Die russische Präsidentschaft versicherte, dass das Land nicht mit dieser Metapher beschrieben werden könne, und betonte, dass es historisch immer mit der Figur eines Bären verbunden worden sei.
“Russland ist in keinem Fall ein Tiger. Generell wird Russland mit einem Bären assoziiert. Es gibt keine Papiertiger, und Russland ist ein wahrhaftiger Bär,” erklärte Dmitri Peskov, Sprecher des Präsidenten Wladimir Putin, in einer Aussage gegenüber dem Sender RBC.
Die Worte von Peskov kamen als Antwort auf die Veröffentlichung von Trump in seinem sozialen Netzwerk Truth Social, wo der US-Präsident behauptete, dass Moskau „seit dreieinhalb Jahren ohne Ziel in einem Krieg kämpft, den eine echte Militärmacht in weniger als einer Woche hätte gewinnen müssen“.
Trump kam zu dem Schluss, dass dieses Verhalten Russland wie “einen Papiertiger” dastehen lässt, geschwächt durch die Sanktionen und mit zunehmenden wirtschaftlichen Problemen.
Der Sprecher des Kremls wies diese Einschätzung zurück und betonte, dass die militärischen Operationen Russlands in der Ukraine einem durchdachten Plan folgen. „Präsident Putin hat mehrfach erklärt, dass die russische Armee mit äußerster Vorsicht vorgeht, um die Verluste zu minimieren.
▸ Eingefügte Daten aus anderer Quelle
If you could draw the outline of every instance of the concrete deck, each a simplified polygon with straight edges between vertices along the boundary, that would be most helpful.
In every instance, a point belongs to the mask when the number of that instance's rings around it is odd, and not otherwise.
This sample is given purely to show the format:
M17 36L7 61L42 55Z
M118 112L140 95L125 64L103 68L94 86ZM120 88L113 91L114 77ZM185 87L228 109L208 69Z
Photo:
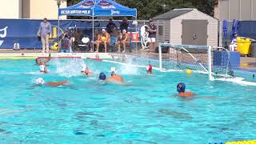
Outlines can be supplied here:
M50 50L52 57L81 57L82 58L95 58L98 54L101 58L111 58L111 54L118 54L118 53L58 53ZM138 50L133 53L126 53L125 54L140 55L150 58L158 58L158 53L148 53L143 50ZM40 50L1 50L0 57L47 57L47 53L41 53ZM252 70L256 72L256 58L241 57L241 70Z

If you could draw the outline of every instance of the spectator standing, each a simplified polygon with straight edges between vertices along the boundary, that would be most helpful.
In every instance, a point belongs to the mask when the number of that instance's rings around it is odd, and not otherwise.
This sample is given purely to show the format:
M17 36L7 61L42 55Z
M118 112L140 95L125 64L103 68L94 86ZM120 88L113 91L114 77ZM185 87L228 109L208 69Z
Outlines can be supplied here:
M121 52L121 45L123 46L123 53L126 50L126 45L129 43L128 34L126 30L122 30L122 33L120 33L119 38L117 42L117 46L118 48L118 53Z
M110 22L106 25L106 32L110 35L114 33L115 29L117 28L116 25L113 22L113 18L110 18Z
M129 24L128 24L128 19L127 18L124 18L122 19L122 22L120 25L120 30L121 32L122 32L123 30L126 30L126 32L128 31L128 26L129 26Z
M238 47L237 38L238 38L238 35L237 33L234 34L233 39L232 39L231 43L230 45L230 51L236 51L237 50L237 47Z
M148 42L150 42L150 51L155 52L155 38L157 36L157 26L154 24L154 22L151 18L150 19L150 26L147 31L149 32Z
M43 18L43 22L40 23L38 35L41 37L42 53L49 52L49 36L51 33L51 25L47 22L47 18Z

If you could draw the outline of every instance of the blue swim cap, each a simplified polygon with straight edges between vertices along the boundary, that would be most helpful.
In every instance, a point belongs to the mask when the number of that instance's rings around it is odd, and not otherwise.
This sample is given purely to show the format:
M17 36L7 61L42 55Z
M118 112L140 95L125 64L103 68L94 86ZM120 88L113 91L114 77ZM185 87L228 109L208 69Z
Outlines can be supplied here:
M98 79L105 80L106 79L106 74L104 73L99 74Z
M179 82L177 85L177 91L178 93L184 93L185 92L185 89L186 89L186 85L183 82Z

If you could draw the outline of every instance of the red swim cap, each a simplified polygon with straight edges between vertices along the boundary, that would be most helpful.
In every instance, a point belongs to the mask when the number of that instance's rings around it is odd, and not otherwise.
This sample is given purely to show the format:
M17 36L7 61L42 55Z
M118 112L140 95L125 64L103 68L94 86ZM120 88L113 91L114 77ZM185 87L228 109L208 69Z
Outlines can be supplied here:
M146 71L152 71L152 65L151 64L149 64L147 66L146 66Z

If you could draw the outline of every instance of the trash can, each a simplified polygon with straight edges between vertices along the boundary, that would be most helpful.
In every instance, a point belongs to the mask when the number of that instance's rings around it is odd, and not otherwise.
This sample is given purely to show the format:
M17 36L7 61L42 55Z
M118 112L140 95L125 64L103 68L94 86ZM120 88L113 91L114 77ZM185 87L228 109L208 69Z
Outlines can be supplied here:
M252 40L250 44L251 56L256 58L256 40Z
M239 51L241 55L248 56L251 54L251 41L250 38L238 37L237 38L237 51Z

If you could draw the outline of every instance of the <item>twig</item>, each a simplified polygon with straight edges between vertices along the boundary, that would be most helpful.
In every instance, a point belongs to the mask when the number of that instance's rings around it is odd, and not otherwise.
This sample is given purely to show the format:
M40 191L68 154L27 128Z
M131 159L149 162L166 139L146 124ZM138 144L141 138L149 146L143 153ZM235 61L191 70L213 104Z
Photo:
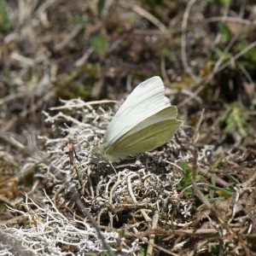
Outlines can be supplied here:
M71 108L82 108L86 106L90 105L100 105L100 104L108 104L108 103L116 103L117 101L111 101L111 100L102 100L102 101L94 101L94 102L89 102L84 103L79 103L79 104L70 104L70 105L64 105L64 106L59 106L59 107L53 107L49 108L49 110L60 110L60 109L71 109Z
M131 174L127 178L128 191L129 191L129 194L130 194L130 195L131 195L131 199L132 199L132 201L133 201L133 202L135 204L137 203L137 199L136 199L136 197L135 197L135 195L133 194L131 180L131 178L136 177L140 177L140 175L139 174ZM144 217L144 218L145 218L146 221L148 221L148 222L151 221L151 218L147 214L147 212L145 212L145 210L141 209L140 211L141 211L142 214L143 215L143 217Z
M151 227L152 230L154 230L154 229L157 228L158 220L159 220L159 213L155 212L155 214L153 217L153 220L152 220L152 227ZM155 237L155 234L150 234L149 235L148 247L148 250L147 250L147 256L153 255L154 237Z

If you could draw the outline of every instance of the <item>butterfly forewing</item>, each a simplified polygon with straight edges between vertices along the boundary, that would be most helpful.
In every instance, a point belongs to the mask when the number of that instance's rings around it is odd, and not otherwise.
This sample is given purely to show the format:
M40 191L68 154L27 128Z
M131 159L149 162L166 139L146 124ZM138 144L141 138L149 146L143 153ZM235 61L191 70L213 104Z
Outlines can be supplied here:
M109 124L105 143L113 144L137 124L171 106L164 96L164 90L160 77L153 77L137 85Z

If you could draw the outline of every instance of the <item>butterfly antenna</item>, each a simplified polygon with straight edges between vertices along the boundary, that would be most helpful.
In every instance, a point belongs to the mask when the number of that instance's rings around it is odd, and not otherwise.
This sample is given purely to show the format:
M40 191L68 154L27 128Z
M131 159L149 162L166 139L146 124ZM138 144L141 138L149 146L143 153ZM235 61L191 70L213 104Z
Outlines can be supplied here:
M111 162L109 162L109 164L110 164L110 166L112 166L112 168L113 169L113 171L114 171L115 174L117 174L117 172L116 172L115 168L113 167L113 166L112 165L112 163L111 163Z

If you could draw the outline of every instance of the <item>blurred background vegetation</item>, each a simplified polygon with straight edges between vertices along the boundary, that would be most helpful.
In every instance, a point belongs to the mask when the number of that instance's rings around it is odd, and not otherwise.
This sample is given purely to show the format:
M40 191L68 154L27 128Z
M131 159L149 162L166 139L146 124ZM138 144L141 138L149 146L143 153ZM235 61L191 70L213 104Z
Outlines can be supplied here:
M244 138L255 127L255 17L244 0L1 0L2 131L42 127L59 98L120 99L160 75L189 125L205 108Z

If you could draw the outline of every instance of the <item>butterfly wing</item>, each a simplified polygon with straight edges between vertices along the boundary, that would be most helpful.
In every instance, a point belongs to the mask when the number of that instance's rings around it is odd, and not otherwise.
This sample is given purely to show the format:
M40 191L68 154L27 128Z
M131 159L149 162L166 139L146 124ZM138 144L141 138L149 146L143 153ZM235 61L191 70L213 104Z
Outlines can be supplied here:
M104 143L113 144L145 119L171 106L164 91L164 84L157 76L138 84L110 122Z
M170 141L182 124L176 116L174 106L150 116L109 146L106 150L108 158L114 160L162 146Z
Es sind sehr wohlüberlegte Entscheidungen. Es ist besser, sie über einen längeren Zeitraum zu strecken, als sich zu beeilen und die Zahl der Toten zu erhöhen“, bemerkte er.
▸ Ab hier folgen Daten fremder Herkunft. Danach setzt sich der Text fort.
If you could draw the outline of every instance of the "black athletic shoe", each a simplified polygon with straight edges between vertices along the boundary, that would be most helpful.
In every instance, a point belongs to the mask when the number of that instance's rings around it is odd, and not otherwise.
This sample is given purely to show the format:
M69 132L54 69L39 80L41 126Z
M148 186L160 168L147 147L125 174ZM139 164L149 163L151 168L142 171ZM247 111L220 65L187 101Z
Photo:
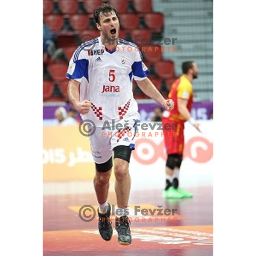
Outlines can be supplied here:
M173 181L172 181L172 186L175 189L178 188L179 186L179 180L177 178L174 178L174 179L173 179Z
M116 229L118 235L117 241L120 244L130 244L131 243L130 224L127 216L121 216L119 221L116 221Z
M109 241L113 233L111 222L110 221L111 206L108 204L108 210L106 212L100 213L98 209L99 222L98 227L101 236L107 241Z

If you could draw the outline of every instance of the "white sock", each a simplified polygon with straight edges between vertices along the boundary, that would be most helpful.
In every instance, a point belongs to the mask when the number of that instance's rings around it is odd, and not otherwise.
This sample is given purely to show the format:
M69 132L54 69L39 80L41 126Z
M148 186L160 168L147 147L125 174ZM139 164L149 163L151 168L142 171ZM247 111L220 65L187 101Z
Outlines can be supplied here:
M98 202L98 205L99 206L99 211L100 213L102 213L104 210L104 209L107 209L106 206L108 206L108 200L105 202L104 204L100 204ZM106 207L105 209L104 209Z
M180 177L180 169L179 168L175 168L174 169L174 174L173 175L173 177L176 178L179 180Z
M166 174L166 180L168 180L169 181L170 181L170 182L171 182L171 183L173 181L173 179L175 177L173 175L172 176L171 176L170 175Z

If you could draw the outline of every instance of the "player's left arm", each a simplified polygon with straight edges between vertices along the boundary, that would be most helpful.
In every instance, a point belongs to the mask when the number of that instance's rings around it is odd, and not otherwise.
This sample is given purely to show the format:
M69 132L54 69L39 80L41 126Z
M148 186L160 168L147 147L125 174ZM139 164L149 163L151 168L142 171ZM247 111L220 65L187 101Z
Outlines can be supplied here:
M134 62L131 68L134 79L139 87L146 95L159 102L166 110L174 108L174 102L169 99L165 99L152 82L147 77L149 70L142 62L142 55L140 51L135 51Z
M137 81L136 82L139 87L146 95L159 102L166 110L173 109L173 101L171 99L165 99L147 77L143 80Z

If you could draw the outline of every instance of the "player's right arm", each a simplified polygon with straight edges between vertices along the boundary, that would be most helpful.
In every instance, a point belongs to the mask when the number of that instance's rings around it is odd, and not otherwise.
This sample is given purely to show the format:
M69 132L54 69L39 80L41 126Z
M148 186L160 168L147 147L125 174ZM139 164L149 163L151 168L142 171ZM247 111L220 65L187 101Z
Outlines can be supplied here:
M179 84L177 92L178 111L186 121L188 121L198 131L201 131L199 124L191 116L187 108L189 100L192 93L192 87L187 83Z
M201 131L199 124L191 116L190 113L187 108L188 101L183 99L177 99L178 111L181 115L186 120L188 121L198 131Z
M90 109L91 102L89 100L80 102L79 87L80 83L73 79L70 80L67 87L67 93L70 101L77 111L82 114L87 114Z
M91 107L89 100L80 102L79 88L83 78L88 81L88 60L87 52L80 46L70 59L67 78L70 79L67 88L68 97L74 107L82 115L87 114Z

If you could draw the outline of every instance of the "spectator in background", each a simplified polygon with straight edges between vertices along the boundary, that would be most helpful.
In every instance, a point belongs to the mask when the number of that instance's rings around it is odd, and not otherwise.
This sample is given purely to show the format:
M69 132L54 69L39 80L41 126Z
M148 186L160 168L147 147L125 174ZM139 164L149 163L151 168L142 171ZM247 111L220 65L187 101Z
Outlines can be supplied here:
M155 115L151 119L152 122L162 122L162 116L163 116L163 109L160 107L157 107L154 110Z
M56 49L54 36L49 28L43 23L43 51L47 53L52 60L58 58L63 53L61 48Z
M67 114L66 109L63 107L60 107L58 108L55 111L54 113L55 118L58 122L58 124L61 124L61 123L67 117Z
M76 116L76 112L73 109L70 109L67 113L63 107L60 107L55 111L55 117L58 122L58 124L61 125L77 125L77 122L74 116Z

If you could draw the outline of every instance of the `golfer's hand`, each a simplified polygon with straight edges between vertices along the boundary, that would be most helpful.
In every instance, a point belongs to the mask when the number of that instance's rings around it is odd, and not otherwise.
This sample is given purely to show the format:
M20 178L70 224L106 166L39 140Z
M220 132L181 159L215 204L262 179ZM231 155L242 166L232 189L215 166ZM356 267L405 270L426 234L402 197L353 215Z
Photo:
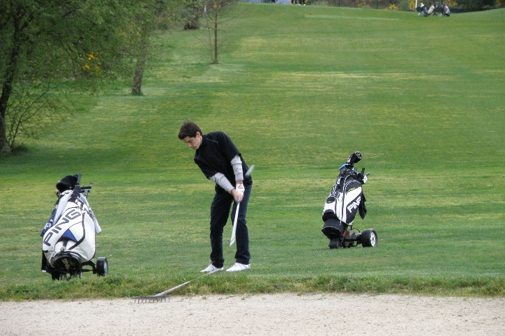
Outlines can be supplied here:
M243 196L243 192L246 191L246 189L243 188L243 183L241 182L237 183L235 189L236 189L236 191L238 191L240 194Z
M232 196L233 196L233 199L238 203L242 200L242 198L243 198L243 192L241 193L236 189L233 189L232 190Z

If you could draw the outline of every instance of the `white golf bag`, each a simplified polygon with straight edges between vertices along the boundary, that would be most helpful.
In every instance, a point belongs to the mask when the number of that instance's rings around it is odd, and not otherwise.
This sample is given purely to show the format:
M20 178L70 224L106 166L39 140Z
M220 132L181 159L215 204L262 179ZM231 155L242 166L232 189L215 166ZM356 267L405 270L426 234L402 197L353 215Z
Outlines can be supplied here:
M326 199L323 209L322 220L324 222L322 232L329 239L341 238L347 225L352 225L356 213L359 211L361 218L365 217L365 195L361 185L368 179L364 168L358 173L354 164L361 160L360 152L354 152L347 162L340 169L337 181Z
M98 275L108 272L106 258L98 258L96 265L91 260L96 252L95 235L102 230L86 199L91 186L79 185L80 174L66 176L73 177L77 183L61 194L59 192L51 217L40 233L41 270L50 273L53 280L80 277L82 272L86 271ZM81 194L82 188L84 194ZM91 269L83 268L83 266L91 266Z

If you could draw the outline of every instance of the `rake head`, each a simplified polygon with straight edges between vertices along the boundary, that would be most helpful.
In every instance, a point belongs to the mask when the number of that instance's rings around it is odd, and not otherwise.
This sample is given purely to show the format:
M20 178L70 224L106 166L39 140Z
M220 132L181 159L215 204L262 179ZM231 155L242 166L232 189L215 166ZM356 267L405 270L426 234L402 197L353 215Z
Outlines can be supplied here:
M168 301L170 301L170 297L168 296L137 296L135 298L135 300L133 302L135 303L156 303L158 302L167 302L167 298L168 298Z

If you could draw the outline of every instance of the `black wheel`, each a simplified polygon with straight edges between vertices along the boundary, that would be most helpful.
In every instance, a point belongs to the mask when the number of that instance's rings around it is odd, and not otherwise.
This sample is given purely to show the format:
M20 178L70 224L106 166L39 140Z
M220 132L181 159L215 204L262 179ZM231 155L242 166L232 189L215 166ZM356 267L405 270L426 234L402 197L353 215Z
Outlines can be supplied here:
M96 259L96 274L99 277L105 277L109 273L109 264L107 258L100 257Z
M379 237L373 229L367 229L361 232L361 245L363 247L375 247L379 243Z
M331 239L330 243L328 244L328 247L330 248L338 248L340 245L340 242L338 239Z

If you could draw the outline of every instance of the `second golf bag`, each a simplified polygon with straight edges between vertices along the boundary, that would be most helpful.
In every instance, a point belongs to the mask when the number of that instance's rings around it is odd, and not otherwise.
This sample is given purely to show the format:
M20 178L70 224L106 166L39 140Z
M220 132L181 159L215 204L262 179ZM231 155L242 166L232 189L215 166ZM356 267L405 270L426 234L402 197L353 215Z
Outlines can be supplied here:
M451 15L451 10L445 3L442 4L442 13L440 16L449 16Z
M421 3L421 13L417 15L417 16L419 16L421 15L423 15L423 16L428 16L428 8L426 7L426 5Z
M321 231L330 240L331 248L333 248L332 244L340 247L345 238L344 236L351 231L347 230L348 227L352 229L358 213L362 219L366 214L365 195L361 186L367 181L368 174L364 174L364 168L358 173L354 167L362 157L360 152L354 152L340 167L337 181L324 204L322 214L324 224ZM356 237L349 238L356 242L359 240Z
M98 275L108 271L106 258L98 258L96 265L91 260L96 252L95 235L102 230L86 200L91 187L81 187L80 178L80 174L68 175L58 182L58 201L40 232L41 270L51 274L54 280L80 277L86 271ZM91 269L84 269L84 266Z

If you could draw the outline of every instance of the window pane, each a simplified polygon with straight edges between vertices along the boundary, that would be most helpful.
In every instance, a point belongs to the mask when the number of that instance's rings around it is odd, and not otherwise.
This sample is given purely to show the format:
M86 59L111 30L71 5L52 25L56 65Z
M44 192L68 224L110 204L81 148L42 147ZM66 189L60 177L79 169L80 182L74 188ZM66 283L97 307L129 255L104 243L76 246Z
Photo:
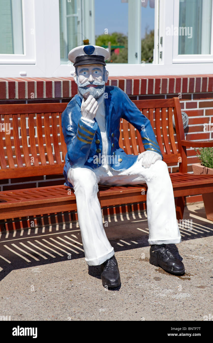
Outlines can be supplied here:
M59 0L60 50L61 63L66 63L71 50L82 45L78 45L78 23L77 0ZM80 31L80 29L78 30Z
M24 54L21 0L0 1L0 54Z
M110 50L111 44L111 56L107 63L128 62L128 2L95 0L95 44Z
M153 61L154 43L155 0L141 1L141 61Z
M210 53L211 0L180 0L178 54Z

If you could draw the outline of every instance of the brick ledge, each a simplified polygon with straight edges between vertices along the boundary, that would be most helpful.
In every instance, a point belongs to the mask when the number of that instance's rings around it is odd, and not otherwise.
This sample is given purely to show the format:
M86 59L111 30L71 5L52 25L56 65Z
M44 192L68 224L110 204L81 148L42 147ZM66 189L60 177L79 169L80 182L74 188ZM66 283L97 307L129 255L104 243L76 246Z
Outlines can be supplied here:
M129 95L212 92L213 74L109 77ZM73 78L0 78L0 99L72 98L77 93Z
In Bezug auf die Äußerungen von Trump zur Möglichkeit, dass die Ukraine ihr Territorium mit der Unterstützung von Europa und der NATO zurückgewinnt, bestand Peskow darauf, dass die Realität auf dem Schlachtfeld dieser Prognose widerspricht.
„Die Dynamik dessen, was an der Front passiert, zeigt allen, selbst einem wenig qualifizierten Spezialisten, den tatsächlichen Zustand der Dinge. Unsere Truppen rücken mit Sicherheit an der gesamten Frontlinie vor, und die ukrainischen Streitkräfte erleiden hohe Verluste“, stellte er fest.
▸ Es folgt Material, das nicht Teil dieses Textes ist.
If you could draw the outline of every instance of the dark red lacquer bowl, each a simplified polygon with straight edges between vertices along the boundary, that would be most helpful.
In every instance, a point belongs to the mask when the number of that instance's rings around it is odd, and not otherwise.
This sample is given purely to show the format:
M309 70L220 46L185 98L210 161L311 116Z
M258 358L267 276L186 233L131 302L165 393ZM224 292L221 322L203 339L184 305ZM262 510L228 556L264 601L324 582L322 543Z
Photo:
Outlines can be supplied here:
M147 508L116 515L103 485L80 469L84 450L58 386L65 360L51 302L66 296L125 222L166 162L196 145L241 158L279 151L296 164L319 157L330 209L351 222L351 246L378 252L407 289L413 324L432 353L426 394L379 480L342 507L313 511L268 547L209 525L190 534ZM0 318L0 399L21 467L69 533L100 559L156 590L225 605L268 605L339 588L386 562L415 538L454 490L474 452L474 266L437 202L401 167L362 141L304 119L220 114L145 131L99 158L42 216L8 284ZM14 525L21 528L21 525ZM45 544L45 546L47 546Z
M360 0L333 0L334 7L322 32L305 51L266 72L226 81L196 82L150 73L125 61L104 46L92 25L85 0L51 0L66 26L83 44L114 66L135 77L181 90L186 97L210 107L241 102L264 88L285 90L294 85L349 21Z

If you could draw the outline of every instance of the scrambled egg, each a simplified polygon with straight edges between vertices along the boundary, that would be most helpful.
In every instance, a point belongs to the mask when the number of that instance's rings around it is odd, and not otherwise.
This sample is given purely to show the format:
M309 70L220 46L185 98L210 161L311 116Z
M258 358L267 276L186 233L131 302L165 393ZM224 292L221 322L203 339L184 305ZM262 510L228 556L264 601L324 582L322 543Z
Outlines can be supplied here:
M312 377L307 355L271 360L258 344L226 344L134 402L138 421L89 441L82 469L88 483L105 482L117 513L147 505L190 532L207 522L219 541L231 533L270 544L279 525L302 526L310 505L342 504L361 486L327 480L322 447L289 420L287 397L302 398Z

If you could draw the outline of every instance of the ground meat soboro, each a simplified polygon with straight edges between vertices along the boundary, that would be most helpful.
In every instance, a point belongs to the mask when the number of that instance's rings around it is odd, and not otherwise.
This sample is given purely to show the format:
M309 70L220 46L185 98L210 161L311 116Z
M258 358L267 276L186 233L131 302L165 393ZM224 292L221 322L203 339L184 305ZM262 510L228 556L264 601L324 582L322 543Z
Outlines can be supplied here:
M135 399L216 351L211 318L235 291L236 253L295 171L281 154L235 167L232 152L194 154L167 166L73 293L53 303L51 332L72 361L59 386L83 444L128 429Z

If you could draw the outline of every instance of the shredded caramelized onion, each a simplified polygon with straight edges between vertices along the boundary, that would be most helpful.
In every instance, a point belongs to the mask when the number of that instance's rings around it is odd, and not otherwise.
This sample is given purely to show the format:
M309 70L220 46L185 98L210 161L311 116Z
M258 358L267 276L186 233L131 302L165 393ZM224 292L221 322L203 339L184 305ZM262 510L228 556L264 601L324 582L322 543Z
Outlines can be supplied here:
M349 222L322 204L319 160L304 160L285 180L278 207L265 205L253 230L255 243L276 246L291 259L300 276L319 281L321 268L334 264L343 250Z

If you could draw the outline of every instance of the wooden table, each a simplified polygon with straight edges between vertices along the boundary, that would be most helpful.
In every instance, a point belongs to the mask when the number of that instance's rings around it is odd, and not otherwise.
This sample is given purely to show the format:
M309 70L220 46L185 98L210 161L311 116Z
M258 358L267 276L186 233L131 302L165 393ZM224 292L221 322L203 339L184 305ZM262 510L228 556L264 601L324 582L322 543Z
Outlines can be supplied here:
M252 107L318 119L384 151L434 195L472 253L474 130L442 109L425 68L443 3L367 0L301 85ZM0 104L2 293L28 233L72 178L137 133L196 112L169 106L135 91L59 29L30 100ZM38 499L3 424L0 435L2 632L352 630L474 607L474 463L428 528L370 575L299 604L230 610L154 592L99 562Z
Außerdem warnte er, dass die Zeit gegen diejenigen spielt, die eine Verhandlung mit Moskau ablehnen. „Für diejenigen, die heute nicht verhandeln wollen, wird die Situation morgen und übermorgen viel schlimmer sein“, warnte der Präsidialsprecher und ließ durchblicken, dass Russland keinen sofortigen Waffenstillstand oder Zugeständnisse in Betracht zieht.
Die Aussagen von Peskov spiegeln das Unbehagen des Kremls wider, nachdem Trump diese Woche überraschend eine ausdrückliche Unterstützung für den ukrainischen Präsidenten, Volodimir Zelenski, während der Generalversammlung der UNO in New York geäußert hat.
Der US-Präsident versicherte an diesem Dienstag, dass die Ukraine einen „großen Geist“ besitze und dass sie mit Geduld und finanzieller Unterstützung aus Europa ihre ursprünglichen Grenzen zurückgewinnen und sogar „darüber hinaus“ gehen könne.